Gilang tak bisa melihat jelas tubuh Vanya karena terhalang dua gadis yang ada di depannya. Tiba-tiba salah satu gadis yang memegang lengan Vanya menoleh, menyadari ada kehadiran orang lain di dalam situ. Gilang tidak mengetahui nama keempat gadis tersebut. Tapi ia tau bahwa mereka adalah anak kelas dua belas. Sama seperti dirinya.

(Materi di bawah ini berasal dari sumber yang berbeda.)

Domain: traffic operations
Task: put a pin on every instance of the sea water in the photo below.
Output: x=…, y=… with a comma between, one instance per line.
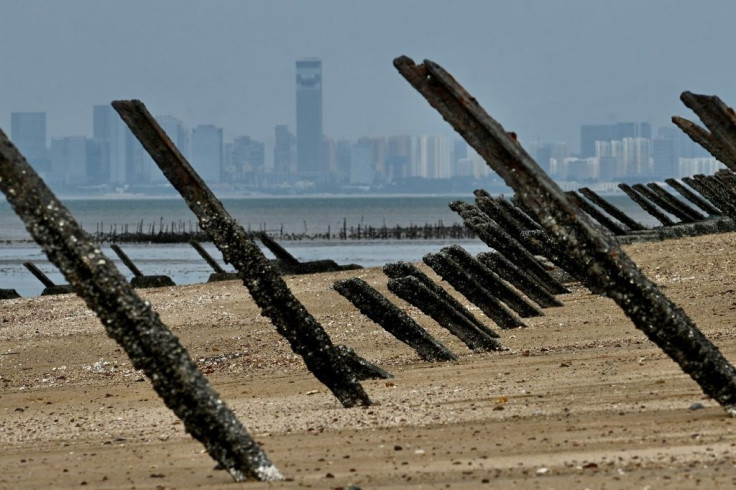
x=307, y=215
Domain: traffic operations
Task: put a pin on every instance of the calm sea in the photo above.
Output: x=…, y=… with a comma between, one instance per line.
x=310, y=215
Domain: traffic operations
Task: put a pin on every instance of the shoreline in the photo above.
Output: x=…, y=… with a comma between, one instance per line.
x=579, y=398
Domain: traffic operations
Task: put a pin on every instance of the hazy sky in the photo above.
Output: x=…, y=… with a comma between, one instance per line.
x=541, y=68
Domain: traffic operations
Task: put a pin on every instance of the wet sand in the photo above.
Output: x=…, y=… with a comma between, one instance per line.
x=581, y=399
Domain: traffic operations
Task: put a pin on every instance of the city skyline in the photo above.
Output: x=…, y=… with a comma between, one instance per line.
x=541, y=68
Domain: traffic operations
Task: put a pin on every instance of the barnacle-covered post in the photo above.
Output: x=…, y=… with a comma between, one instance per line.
x=389, y=316
x=130, y=321
x=305, y=335
x=601, y=258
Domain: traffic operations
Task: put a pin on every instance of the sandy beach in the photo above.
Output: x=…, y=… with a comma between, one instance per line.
x=580, y=398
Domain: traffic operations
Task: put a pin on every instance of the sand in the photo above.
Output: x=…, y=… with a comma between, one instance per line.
x=580, y=398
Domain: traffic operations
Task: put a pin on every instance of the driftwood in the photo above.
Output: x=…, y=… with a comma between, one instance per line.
x=140, y=280
x=451, y=272
x=376, y=307
x=305, y=335
x=595, y=213
x=131, y=322
x=397, y=270
x=413, y=291
x=491, y=282
x=522, y=281
x=604, y=262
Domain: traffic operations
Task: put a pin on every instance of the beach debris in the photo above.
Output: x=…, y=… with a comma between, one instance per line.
x=498, y=239
x=397, y=270
x=463, y=283
x=490, y=281
x=362, y=368
x=605, y=263
x=50, y=288
x=131, y=321
x=413, y=291
x=140, y=280
x=679, y=208
x=305, y=335
x=389, y=316
x=219, y=273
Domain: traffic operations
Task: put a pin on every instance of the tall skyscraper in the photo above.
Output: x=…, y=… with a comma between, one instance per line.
x=109, y=131
x=28, y=133
x=207, y=152
x=309, y=117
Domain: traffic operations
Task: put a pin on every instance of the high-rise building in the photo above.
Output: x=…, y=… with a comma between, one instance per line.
x=284, y=150
x=432, y=157
x=309, y=117
x=207, y=152
x=399, y=157
x=591, y=133
x=69, y=160
x=177, y=132
x=244, y=161
x=109, y=131
x=28, y=133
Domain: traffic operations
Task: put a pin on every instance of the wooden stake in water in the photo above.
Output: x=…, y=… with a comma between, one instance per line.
x=305, y=335
x=606, y=265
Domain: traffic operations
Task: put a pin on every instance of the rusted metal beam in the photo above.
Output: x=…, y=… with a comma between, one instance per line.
x=700, y=202
x=305, y=335
x=646, y=205
x=131, y=322
x=603, y=260
x=376, y=307
x=611, y=209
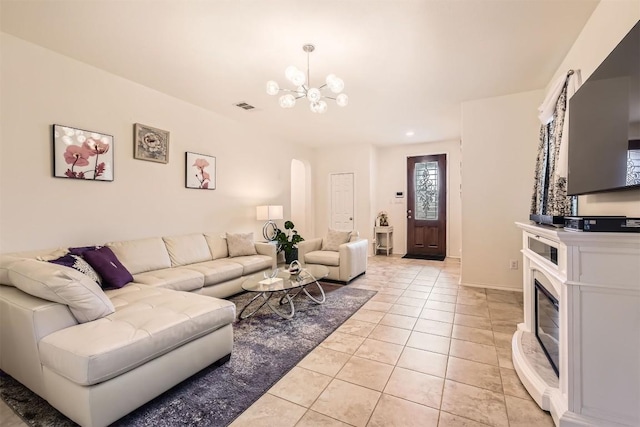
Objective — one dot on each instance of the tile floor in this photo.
(422, 352)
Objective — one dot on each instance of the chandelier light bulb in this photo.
(298, 78)
(287, 101)
(342, 100)
(303, 88)
(314, 95)
(272, 87)
(289, 72)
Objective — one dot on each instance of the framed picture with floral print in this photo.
(82, 154)
(150, 144)
(200, 171)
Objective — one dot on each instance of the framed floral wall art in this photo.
(150, 144)
(200, 171)
(82, 154)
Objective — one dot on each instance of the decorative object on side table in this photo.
(269, 213)
(288, 242)
(82, 154)
(383, 219)
(150, 144)
(200, 171)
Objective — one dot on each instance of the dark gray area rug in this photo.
(266, 347)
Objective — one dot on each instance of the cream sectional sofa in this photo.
(97, 355)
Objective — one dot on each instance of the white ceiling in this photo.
(407, 64)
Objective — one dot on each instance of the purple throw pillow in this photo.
(81, 250)
(104, 261)
(78, 263)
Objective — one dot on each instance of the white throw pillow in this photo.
(241, 244)
(334, 239)
(61, 284)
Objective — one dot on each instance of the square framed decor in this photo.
(82, 154)
(151, 144)
(200, 171)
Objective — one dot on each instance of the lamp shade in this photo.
(266, 213)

Cewek yang pertama kali melihat Gilang terkesiap, tangannya yang sebelumnya memegang lengan Vanya lantas terlepas. Melihat keganjilan dalam tingkah salah satu temannya, membuat tiga cewek yang lainnya ikut menoleh ke arah Gilang. Mereka lantas terperanjat, kaget bukan main karena tindakan pembullyannya ketahuan. Maka tanpa berkata apa-apa, keempat cewek itu segera berlari keluar toilet. Meninggalkan Gilang yang berdiri mematung dan Vanya yang meremas kuat kerah kemejanya yang sudah acak-acakan.

Tangan Gilang mengepal kuat melihat pemandangan memilukan di hadapannya. Tubuh gadis itu basah kuyup. Jas almamater marunnya tergeletak di samping kakinya. Ujung kemeja putih itu sudah keluar dari roknya. Dan dua kancing teratas kemeja itu juga terlepas. Bagian bahunya sobek, hingga menampilkan tali bra gadis itu.

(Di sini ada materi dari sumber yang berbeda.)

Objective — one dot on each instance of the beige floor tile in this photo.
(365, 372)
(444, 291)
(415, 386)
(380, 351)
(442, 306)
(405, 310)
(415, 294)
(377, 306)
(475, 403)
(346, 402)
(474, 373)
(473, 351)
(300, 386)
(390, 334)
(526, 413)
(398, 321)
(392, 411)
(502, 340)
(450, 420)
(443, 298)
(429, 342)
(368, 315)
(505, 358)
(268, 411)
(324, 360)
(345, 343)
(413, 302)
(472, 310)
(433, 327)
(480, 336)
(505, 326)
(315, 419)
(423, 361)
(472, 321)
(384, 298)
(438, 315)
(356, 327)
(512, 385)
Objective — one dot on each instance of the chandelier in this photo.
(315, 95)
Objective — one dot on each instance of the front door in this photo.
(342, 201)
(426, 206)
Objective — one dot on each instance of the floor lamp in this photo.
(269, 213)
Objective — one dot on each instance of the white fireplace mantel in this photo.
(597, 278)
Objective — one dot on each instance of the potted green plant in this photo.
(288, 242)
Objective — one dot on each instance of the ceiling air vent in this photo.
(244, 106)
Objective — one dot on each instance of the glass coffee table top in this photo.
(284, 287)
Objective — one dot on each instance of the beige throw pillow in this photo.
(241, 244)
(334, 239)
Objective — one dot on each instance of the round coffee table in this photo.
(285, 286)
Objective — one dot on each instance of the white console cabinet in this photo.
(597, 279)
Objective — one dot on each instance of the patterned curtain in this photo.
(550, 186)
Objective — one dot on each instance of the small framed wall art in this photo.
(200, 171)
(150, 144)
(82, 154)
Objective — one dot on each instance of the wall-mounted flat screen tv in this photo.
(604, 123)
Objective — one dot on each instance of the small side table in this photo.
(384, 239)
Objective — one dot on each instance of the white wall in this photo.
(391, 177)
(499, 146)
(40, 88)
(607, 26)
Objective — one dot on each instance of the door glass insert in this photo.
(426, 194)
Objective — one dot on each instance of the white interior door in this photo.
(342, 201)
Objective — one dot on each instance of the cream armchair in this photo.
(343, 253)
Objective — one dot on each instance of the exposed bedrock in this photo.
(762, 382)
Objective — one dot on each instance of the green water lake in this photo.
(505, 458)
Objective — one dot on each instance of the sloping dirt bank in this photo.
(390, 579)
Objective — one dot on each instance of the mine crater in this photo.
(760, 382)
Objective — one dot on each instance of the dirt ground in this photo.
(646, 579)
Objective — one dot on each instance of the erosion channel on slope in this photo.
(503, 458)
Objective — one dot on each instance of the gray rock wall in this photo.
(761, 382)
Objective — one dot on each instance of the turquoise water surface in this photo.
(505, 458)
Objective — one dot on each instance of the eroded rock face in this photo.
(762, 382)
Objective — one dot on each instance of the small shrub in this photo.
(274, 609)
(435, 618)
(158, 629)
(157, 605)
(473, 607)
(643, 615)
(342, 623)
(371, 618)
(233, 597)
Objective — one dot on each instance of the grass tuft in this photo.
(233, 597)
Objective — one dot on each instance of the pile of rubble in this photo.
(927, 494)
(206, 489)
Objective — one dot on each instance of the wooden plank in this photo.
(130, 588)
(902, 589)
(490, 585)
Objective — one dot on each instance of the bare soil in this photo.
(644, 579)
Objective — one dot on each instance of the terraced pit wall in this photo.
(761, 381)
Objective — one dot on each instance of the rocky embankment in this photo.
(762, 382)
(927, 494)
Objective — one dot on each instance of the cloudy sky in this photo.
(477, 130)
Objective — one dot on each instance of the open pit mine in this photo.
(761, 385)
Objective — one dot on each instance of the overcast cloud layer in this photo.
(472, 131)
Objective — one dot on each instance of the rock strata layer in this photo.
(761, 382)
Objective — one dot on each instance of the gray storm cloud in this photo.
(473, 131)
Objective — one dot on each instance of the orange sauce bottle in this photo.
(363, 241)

Mata Gilang memanas. Melihat Vanya berdiri dengan tubuh gemetar dan segera melangkah mundur saat melihat Gilang yang akan berjalan menghampirinya.

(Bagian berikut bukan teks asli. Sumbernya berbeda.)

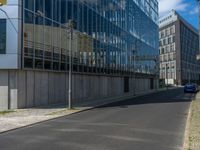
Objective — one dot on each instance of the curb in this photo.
(86, 109)
(187, 128)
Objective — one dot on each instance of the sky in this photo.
(186, 8)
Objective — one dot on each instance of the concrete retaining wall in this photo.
(21, 89)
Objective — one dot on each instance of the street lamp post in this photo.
(71, 26)
(167, 75)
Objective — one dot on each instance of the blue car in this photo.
(191, 88)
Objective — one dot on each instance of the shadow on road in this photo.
(169, 96)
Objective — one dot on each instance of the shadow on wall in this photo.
(170, 96)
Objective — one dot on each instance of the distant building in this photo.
(178, 50)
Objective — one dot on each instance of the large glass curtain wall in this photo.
(105, 39)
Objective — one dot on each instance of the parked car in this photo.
(191, 88)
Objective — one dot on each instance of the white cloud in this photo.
(167, 5)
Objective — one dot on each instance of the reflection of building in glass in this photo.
(114, 50)
(178, 50)
(114, 30)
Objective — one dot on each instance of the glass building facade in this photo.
(107, 35)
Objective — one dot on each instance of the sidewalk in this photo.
(192, 141)
(25, 117)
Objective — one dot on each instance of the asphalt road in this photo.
(153, 122)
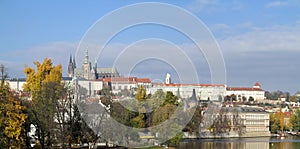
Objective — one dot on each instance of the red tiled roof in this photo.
(126, 80)
(143, 80)
(243, 89)
(204, 85)
(256, 83)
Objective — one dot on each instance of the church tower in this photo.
(71, 67)
(168, 79)
(86, 66)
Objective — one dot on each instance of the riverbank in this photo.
(208, 135)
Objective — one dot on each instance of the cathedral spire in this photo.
(70, 61)
(74, 63)
(86, 59)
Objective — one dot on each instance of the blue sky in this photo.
(260, 39)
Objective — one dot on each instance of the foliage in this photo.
(12, 116)
(194, 123)
(45, 87)
(221, 123)
(295, 120)
(141, 94)
(277, 121)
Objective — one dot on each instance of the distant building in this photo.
(118, 84)
(247, 92)
(203, 91)
(243, 122)
(89, 72)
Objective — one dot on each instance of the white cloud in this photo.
(264, 39)
(203, 5)
(276, 4)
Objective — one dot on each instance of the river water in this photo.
(290, 142)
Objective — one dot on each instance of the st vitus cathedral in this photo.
(89, 72)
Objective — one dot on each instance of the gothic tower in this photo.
(86, 66)
(70, 67)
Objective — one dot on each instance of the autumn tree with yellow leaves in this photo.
(44, 85)
(12, 115)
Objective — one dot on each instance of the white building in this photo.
(247, 92)
(203, 91)
(117, 84)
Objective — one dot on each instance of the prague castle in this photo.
(89, 71)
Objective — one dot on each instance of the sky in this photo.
(259, 39)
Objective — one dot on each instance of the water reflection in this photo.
(242, 143)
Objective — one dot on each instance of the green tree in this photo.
(12, 116)
(295, 120)
(164, 112)
(44, 85)
(141, 94)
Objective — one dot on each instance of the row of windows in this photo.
(257, 129)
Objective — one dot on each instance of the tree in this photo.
(274, 123)
(165, 112)
(221, 123)
(194, 123)
(44, 85)
(12, 117)
(277, 121)
(251, 99)
(295, 120)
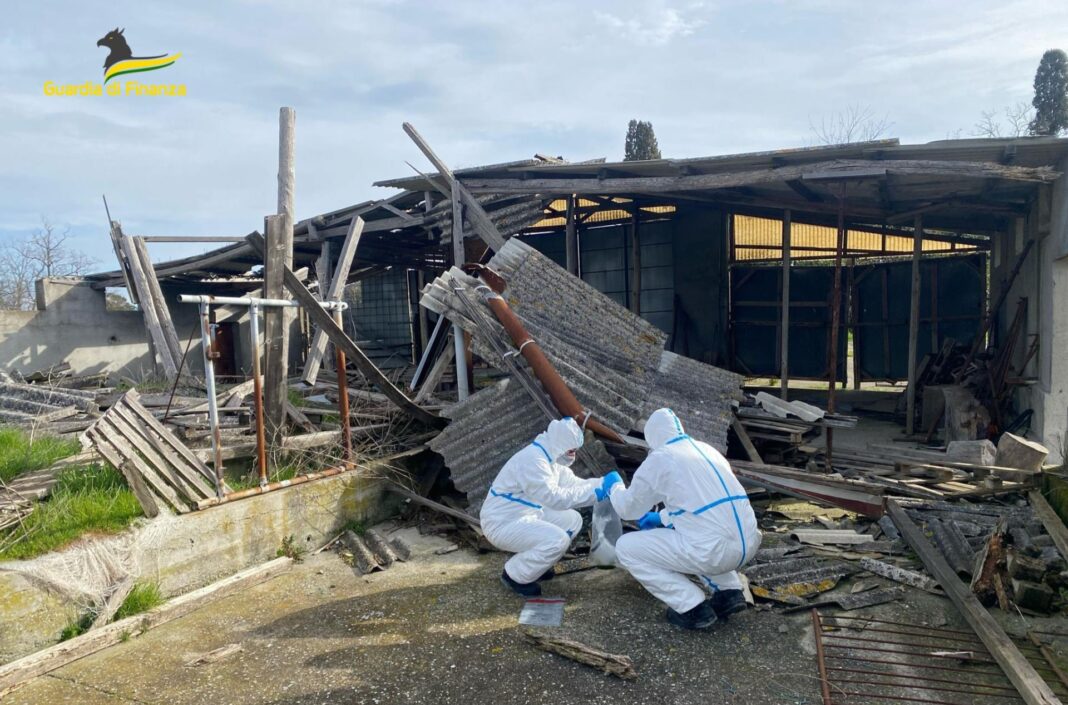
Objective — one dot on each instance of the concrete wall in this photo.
(72, 324)
(1043, 282)
(183, 553)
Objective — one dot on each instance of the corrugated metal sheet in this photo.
(613, 361)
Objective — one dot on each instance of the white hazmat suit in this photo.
(709, 528)
(529, 510)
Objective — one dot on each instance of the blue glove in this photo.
(650, 520)
(606, 488)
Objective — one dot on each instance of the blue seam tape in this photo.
(508, 497)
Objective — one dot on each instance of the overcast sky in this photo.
(483, 81)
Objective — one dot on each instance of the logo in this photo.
(121, 59)
(122, 62)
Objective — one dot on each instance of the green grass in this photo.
(85, 500)
(19, 454)
(143, 597)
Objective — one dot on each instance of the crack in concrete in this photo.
(110, 693)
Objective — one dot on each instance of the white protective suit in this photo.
(709, 528)
(529, 510)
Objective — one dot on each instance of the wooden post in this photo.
(334, 293)
(462, 382)
(275, 374)
(784, 338)
(635, 264)
(910, 409)
(570, 237)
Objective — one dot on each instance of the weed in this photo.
(143, 597)
(77, 627)
(20, 452)
(289, 548)
(85, 499)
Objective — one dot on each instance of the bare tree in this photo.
(44, 252)
(854, 124)
(1012, 121)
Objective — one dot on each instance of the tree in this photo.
(853, 124)
(43, 253)
(641, 142)
(1051, 94)
(1017, 119)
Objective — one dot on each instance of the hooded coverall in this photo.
(529, 508)
(709, 528)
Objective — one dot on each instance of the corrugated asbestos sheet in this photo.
(613, 361)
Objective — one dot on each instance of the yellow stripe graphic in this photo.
(137, 65)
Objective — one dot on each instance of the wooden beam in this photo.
(148, 311)
(571, 237)
(352, 351)
(917, 238)
(476, 215)
(1030, 685)
(162, 311)
(784, 326)
(334, 293)
(842, 168)
(55, 657)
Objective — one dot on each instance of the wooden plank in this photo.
(162, 311)
(132, 403)
(747, 442)
(1030, 685)
(682, 183)
(53, 657)
(276, 334)
(148, 310)
(476, 215)
(155, 452)
(1054, 527)
(334, 293)
(121, 455)
(352, 351)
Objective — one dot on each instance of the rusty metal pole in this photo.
(835, 322)
(817, 629)
(213, 409)
(257, 394)
(346, 432)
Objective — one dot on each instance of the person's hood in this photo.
(563, 435)
(662, 426)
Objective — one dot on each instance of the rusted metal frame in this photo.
(562, 396)
(257, 393)
(346, 432)
(213, 407)
(817, 629)
(913, 677)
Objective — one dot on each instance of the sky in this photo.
(483, 81)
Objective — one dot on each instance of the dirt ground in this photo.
(442, 629)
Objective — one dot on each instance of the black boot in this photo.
(728, 601)
(524, 589)
(700, 617)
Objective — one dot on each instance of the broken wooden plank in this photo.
(53, 657)
(1054, 527)
(162, 311)
(352, 351)
(334, 293)
(1030, 685)
(615, 664)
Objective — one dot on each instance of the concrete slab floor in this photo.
(442, 629)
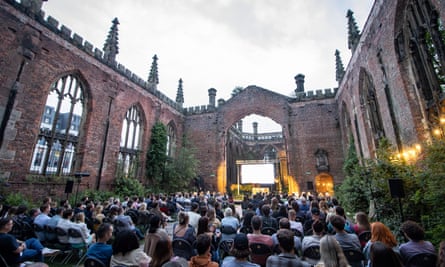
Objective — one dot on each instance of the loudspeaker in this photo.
(396, 188)
(310, 186)
(69, 187)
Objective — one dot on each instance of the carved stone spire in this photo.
(153, 76)
(111, 48)
(180, 93)
(339, 68)
(299, 80)
(353, 31)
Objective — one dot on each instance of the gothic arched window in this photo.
(55, 150)
(370, 105)
(171, 140)
(423, 36)
(130, 145)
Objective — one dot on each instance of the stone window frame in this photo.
(56, 146)
(131, 142)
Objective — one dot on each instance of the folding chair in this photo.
(78, 248)
(93, 262)
(63, 238)
(224, 248)
(354, 257)
(268, 230)
(312, 254)
(422, 260)
(259, 253)
(182, 248)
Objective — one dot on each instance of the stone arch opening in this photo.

"Pergi!" Desis Vanya pelan. Membuat langkah kaki Gilang terhenti di tengah-tengah.

"Gue bilang pergi! Pergi! Pergi dari sini!" Vanya terus mundur. Pandangan gadis itu bahkan tidak fokus. Ia menunduk hingga akhirnya jatuh pingsan.

Gilang meneguk ludahnya kelu. Ia ingin berlari menghampiri, tapi sialnya kaki cowok itu seolah tidak bisa digerakkan. Terlalu terpukul dengan apa yang ia lihat.

"Gilang-" Andre terdiam shock di ambang pintu melihat keadaan Vanya.

"Keluar!" Ucap Gilang pelan sambil menoleh setengah ke arah Andre yang ada di belakangnya.

"Gue nggak lihat apa-apa." Cowok itu segera keluar tanpa disuruh dua kali.

Gilang melangkah pelan menuju ke arah Vanya. Menatap sekilas ke arah jas milik Vanya yang basah di atas lantai. Cowok itu berjongkok, melepas jasnya juga kemeja putihnya, menyisakan kaus hitam yang masih melekat di tubuh. Maka dengan kemeja itu, ia memakaikannya ke tubuh Vanya. Sedikit terburu-buru karena terlalu khawatir dengan keadaan gadis tersebut.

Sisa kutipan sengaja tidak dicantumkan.